海底都市の構築に向けて


横井技術士事務所

技術士(応用応用理学)  横井和夫


 清水建設が海底未来都市構想を発表。あの会社、バブル期には宇宙建築などと言い出した。気宇壮大は良いが続いていない。今回もそれで無ければよいが。
 ところで海底都市建設は筆者も30年くらい前に構想したが誰からも相手にされなかった。当時はベイアリア開発が主流だったがあんなもの沿岸開発にすぎない。本当の海洋開発は大陸棚開発をターゲットにした海底開発である。30年経って日本の土木屋もやっとワタクシに追いついてきたかという感である。
 さて、清水の海底都市建設の目的は海底資源採掘基地建設である。だったら”海膨”をターゲットにすればよい。海膨こそは重金属だけでなく、レアメタルやレアアースなど海底資源の宝庫である。日本で一番近い海膨は北太平洋のジャッキー海膨。

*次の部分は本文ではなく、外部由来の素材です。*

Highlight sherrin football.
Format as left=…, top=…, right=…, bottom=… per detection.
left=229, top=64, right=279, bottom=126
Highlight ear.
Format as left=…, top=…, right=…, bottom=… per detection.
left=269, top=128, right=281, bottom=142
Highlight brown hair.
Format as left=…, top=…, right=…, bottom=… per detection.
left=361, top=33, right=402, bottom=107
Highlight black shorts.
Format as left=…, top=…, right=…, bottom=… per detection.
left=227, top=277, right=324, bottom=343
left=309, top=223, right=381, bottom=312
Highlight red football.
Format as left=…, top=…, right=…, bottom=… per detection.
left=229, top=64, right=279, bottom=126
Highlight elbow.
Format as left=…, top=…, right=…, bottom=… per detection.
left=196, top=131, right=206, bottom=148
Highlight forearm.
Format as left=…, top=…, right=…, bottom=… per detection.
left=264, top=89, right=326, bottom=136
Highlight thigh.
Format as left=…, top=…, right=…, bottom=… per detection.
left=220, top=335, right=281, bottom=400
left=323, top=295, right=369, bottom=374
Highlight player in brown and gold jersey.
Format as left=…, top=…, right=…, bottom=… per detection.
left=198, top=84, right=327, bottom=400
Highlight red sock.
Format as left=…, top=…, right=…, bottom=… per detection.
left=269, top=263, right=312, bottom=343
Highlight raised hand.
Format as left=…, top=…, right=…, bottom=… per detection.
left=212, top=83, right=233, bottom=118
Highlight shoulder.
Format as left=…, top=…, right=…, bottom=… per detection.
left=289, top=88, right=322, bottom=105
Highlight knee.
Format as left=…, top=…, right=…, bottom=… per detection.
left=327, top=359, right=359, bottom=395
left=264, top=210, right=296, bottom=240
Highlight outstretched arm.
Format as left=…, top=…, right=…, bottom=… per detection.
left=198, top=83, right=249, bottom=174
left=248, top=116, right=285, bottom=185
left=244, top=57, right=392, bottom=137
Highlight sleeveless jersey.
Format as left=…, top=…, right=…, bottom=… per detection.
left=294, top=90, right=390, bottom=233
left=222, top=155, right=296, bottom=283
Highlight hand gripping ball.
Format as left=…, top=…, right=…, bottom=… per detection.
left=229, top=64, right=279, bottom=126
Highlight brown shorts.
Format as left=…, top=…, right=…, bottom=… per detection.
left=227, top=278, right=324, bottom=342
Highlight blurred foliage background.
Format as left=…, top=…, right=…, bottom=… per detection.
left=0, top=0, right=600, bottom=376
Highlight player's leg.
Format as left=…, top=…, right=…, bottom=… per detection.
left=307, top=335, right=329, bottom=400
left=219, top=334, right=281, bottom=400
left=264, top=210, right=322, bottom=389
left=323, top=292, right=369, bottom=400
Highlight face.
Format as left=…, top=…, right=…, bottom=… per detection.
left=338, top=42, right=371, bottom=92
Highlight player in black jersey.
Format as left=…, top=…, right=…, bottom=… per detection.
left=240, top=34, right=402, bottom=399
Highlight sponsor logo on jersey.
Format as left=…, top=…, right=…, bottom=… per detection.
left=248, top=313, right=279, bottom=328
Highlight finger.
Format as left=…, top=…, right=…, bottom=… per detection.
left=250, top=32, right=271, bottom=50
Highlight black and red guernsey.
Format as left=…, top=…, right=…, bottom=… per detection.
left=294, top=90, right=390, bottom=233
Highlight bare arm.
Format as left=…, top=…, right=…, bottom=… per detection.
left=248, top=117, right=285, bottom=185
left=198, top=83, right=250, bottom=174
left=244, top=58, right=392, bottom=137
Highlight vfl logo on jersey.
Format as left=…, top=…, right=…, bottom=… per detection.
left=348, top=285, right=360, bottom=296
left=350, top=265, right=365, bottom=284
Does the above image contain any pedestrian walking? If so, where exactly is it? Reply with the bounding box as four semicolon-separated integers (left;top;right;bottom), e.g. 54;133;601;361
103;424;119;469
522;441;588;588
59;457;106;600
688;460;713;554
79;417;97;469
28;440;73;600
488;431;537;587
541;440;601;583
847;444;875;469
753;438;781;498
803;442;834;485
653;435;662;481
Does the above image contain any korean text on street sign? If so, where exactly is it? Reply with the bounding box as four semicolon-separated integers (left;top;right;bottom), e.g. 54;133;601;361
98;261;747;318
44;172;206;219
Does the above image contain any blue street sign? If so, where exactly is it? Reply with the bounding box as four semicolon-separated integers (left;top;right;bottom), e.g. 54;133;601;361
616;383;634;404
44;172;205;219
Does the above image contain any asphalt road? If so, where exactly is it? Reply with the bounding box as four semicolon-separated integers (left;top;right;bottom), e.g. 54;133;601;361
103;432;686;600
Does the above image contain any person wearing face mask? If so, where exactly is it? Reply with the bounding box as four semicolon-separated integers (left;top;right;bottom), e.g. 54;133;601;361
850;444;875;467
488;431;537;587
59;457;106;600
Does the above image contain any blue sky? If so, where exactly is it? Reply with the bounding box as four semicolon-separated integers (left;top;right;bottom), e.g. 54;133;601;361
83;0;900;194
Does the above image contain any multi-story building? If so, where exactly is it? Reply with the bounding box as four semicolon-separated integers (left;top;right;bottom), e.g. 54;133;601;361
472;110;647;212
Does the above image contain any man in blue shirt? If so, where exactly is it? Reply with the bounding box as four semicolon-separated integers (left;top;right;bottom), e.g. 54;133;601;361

これはおよそ3500万年後に日本列島に衝突するから、わざわざ探しに行かなくても待っていればよいのだが、それまでは待てないのだろう。 
, 清水建設の計画では3000~4000mということだが、海膨をターゲットにすればそんなに深くは要らない。2000mぐらいを考えて置けばよいだろう。
 この計画、2030年頃までに技術を確立し、工期5年工費3兆円ということだ。もたもたしていると、中国に掻っ攫われるかもしれない。